The LA trio’s first two albums offered glossy pop-rock – but Women in Music Pt. III is rawer. It has less of a sheen.
Este, Danielle and Alana Haim played their first gig 20 years ago, at Canter’s Jewish deli in their hometown of Los Angeles. The sisters were 13, ten and eight respectively. Este wore sparkly jeans, Danielle had butterfly clips in her hair, and all three were paid in matzo ball soup. Recently the band, properly established as Haim in 2007, returned to Canter’s for a live-streamed set to mark the release of their third album, Women in Music Pt. III. This time around the sisters drank tequila and raised several thousand dollars for the Bail Project.

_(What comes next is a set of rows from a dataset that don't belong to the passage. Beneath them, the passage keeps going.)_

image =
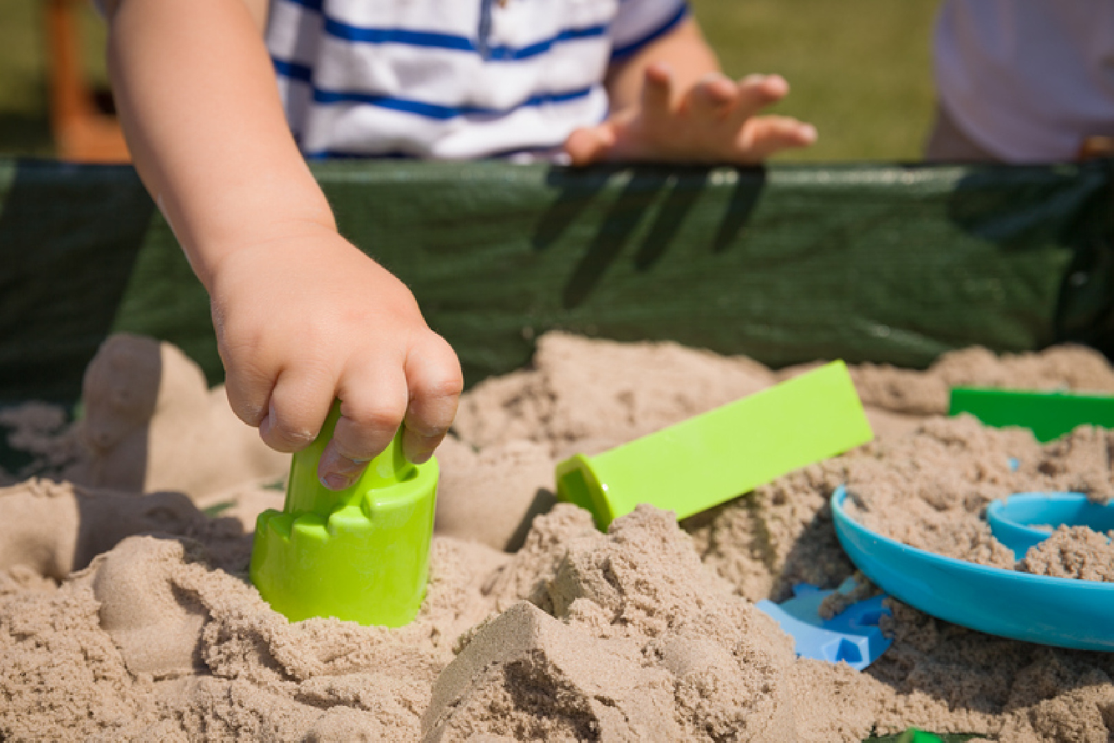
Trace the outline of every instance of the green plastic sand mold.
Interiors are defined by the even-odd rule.
[[[1020,426],[1045,443],[1076,426],[1114,428],[1114,397],[1058,390],[951,389],[949,416],[970,413],[986,426]]]
[[[639,504],[686,518],[873,438],[842,361],[595,457],[557,466],[557,496],[606,529]]]
[[[260,515],[252,583],[291,622],[336,617],[401,627],[426,595],[437,495],[436,459],[411,465],[401,429],[346,490],[317,481],[317,460],[340,417],[294,454],[282,511]]]

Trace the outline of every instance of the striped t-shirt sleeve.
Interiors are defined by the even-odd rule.
[[[612,23],[612,61],[622,61],[688,17],[685,0],[620,0]]]

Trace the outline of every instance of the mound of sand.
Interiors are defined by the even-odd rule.
[[[975,383],[1103,389],[1103,374],[1114,377],[1077,349],[968,353],[980,360],[965,372]],[[827,742],[916,725],[1004,741],[1108,740],[1106,654],[995,638],[892,602],[893,645],[859,673],[794,658],[754,609],[793,583],[833,587],[853,574],[825,506],[842,483],[871,528],[990,564],[1005,563],[976,526],[990,499],[1052,488],[1106,497],[1104,432],[1042,447],[1027,432],[915,416],[928,403],[900,400],[922,399],[917,385],[939,369],[854,371],[861,389],[883,372],[888,389],[905,391],[864,394],[901,424],[874,443],[683,529],[643,507],[603,535],[570,506],[536,516],[551,507],[556,459],[781,375],[673,344],[543,339],[532,369],[466,395],[457,439],[439,453],[442,536],[427,599],[394,630],[291,624],[262,602],[245,580],[244,526],[252,504],[281,492],[260,489],[245,475],[252,466],[226,472],[240,483],[223,490],[233,493],[224,518],[180,493],[42,480],[2,489],[0,737]],[[48,409],[38,414],[23,432],[38,431],[28,438],[39,451],[65,461],[76,434]],[[1098,569],[1072,557],[1079,544],[1057,538],[1039,569]]]

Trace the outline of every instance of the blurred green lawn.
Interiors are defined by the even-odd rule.
[[[373,0],[371,0],[373,1]],[[932,115],[929,40],[939,0],[691,0],[733,76],[780,72],[775,110],[820,130],[782,160],[911,160]],[[0,154],[49,155],[41,0],[0,0]],[[86,67],[104,82],[104,29],[86,8]]]

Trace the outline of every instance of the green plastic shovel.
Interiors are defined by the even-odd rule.
[[[1045,443],[1076,426],[1114,428],[1114,397],[1059,390],[1003,390],[956,387],[949,416],[970,413],[986,426],[1020,426]]]
[[[557,466],[557,496],[599,529],[638,504],[700,514],[782,475],[873,438],[842,361]]]
[[[339,418],[334,407],[316,441],[294,454],[283,510],[260,515],[252,583],[291,622],[401,627],[426,595],[437,460],[408,462],[399,429],[355,485],[333,492],[317,481],[317,460]]]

It seems right that Haim celebrated their new album – which they affectionately call “wimpiii” – with a homecoming of sorts. For though it is a bracingly experimental record, in which the multi-instrumentalists foray into multiple genres over 16 tracks, it is also their most intimate work yet. Where Days Are Gone (2013) and Something to Tell You (2017) offered glossy pop-rock – their catchy rhythms owing as much to contemporary R&B as their retro choruses did to Fleetwood Mac – Women in Music Pt. III is rawer. It has less of a sheen.
Its title is a sassy front, a rebuttal to journalists who ask “What’s it like being women in the music industry?”, which the sublime “Man From the Magazine” explores with quintessential wit. But the song doesn’t play for laughs. Its layered acoustic guitars ache with a despair never previously heard from Haim.